In 2014, the Obama administration ordered the program to begin accepting recipients of Deferred Action for Childhood Arrivals (DACA), known as “Dreamers,” and more than tripled the numbers the program could accept–from 1,500 to more than 5,000 per year.
More than 10,400 immigrants signed up, including about 900 DACA recipients. The program soon ground to a halt, after the military had to retool the program to accept the new applicants and strengthen its vetting.
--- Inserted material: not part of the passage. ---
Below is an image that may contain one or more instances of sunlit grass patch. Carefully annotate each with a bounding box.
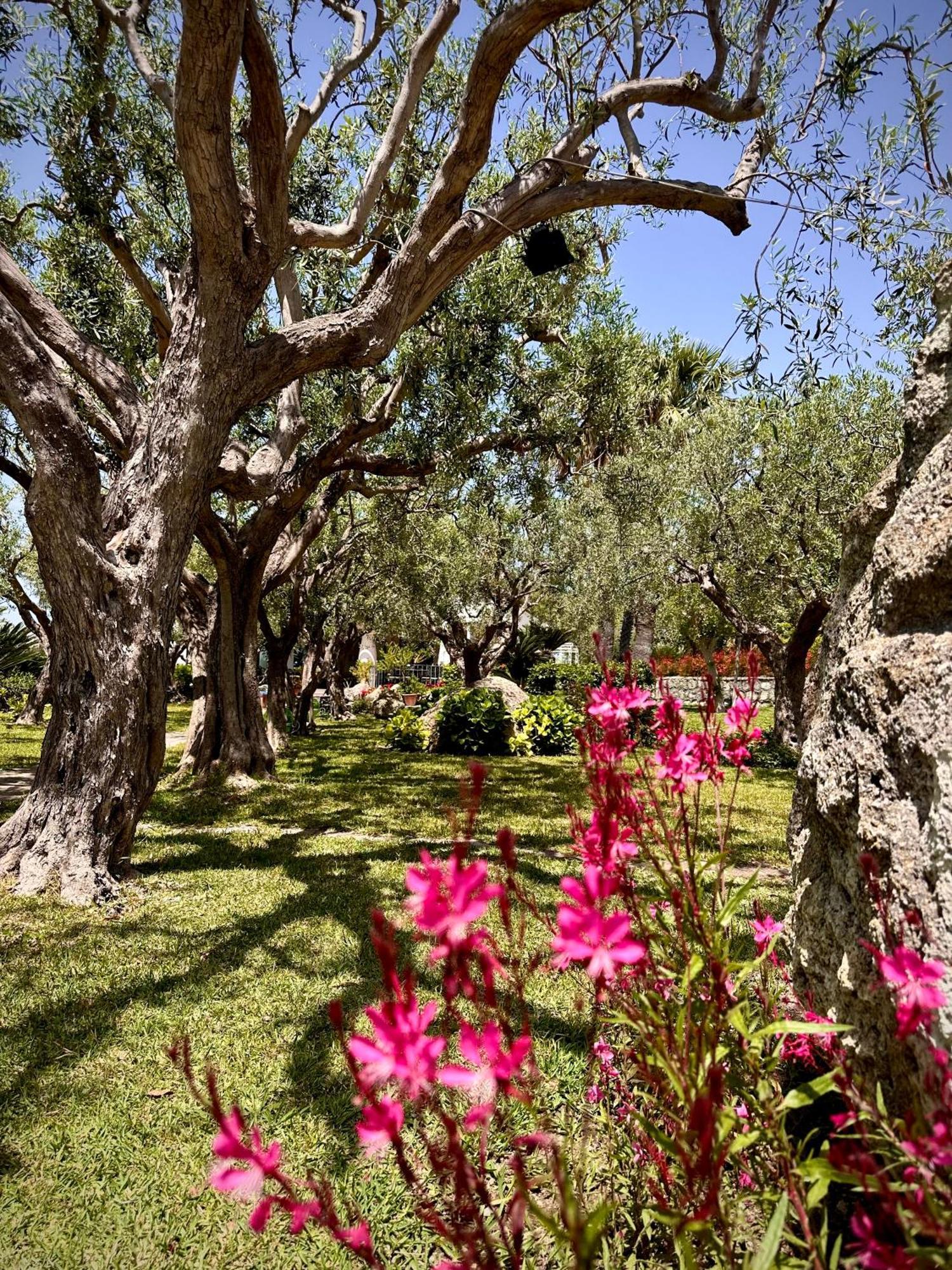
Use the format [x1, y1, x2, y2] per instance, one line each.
[0, 707, 792, 1270]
The Pentagon suspended the program in September 2016, citing security concerns.
A backlog of about 4,000 are currently waiting to begin basic training, including about 360 recipients of the Deferred Action for Childhood Arrivals, according to Military.com.
News of a deal between President Trump and Democratic leaders provided some relief to the 360 or so DACA recipients who feared they would be deported before they began serving and became naturalized citizens.
Trump asked rhetorically on Twitter whether “anybody” would really want to throw out DACA recipients, including “some serving in the military”:
But it is unclear whether any DACA recipients serving in the military would actually have been thrown out, since the estimated 500 who have gone through the MAVNI program to become naturalized U.S. citizens would not be thrown out.
Now, the matter is in the Pentagon’s hands — whether those who signed up will be allowed to serve or more will be accepted.
In May, Anthony Kurta, who was performing the duties of under secretary of defense for personnel and readiness, recommended to Defense Secretary Jim Mattis the cancellation of contracts for those who have not begun basic training and ending the program altogether due to an overtasked vetting process and heightened security risk, according to a Washington Post article in June.
It is not clear why Mattis has not made a decision yet or when he may do so. One reason could be that he is waiting for appointees handling personnel to be confirmed.
In July, Trump nominated Robert Wilkie as under secretary of defense for personnel and readiness, and Kurta as Wilkie’s principal deputy under secretary. They do not yet have confirmation hearings or votes scheduled in the Armed Services Committee.
The program has already faced multiple freezes, including one in 2010 and another in late 2014, after Obama ordered DACA recipients to be part of the program. In 2016, the Pentagon added new high-level counterintelligence screening requirements typically only required of high-level U.S. officials, according to an August Denver Post article.
The creator of the MAVNI program has blamed the program’s struggles on the Obama administration’s decision to admit DACA recipients into the program, which was meant to help the military in critical language skills, not serve as a way to allow DACAs to gain citizenship.
“They made a colossal error, frankly,” Margaret Stock, a retired Army lieutenant colonel and immigration lawyer, told Military.com.
“Instead of trying to recruit the DACAs separately, they tried to shove the DACAs into the MAVNI program. And that wrecked both programs.”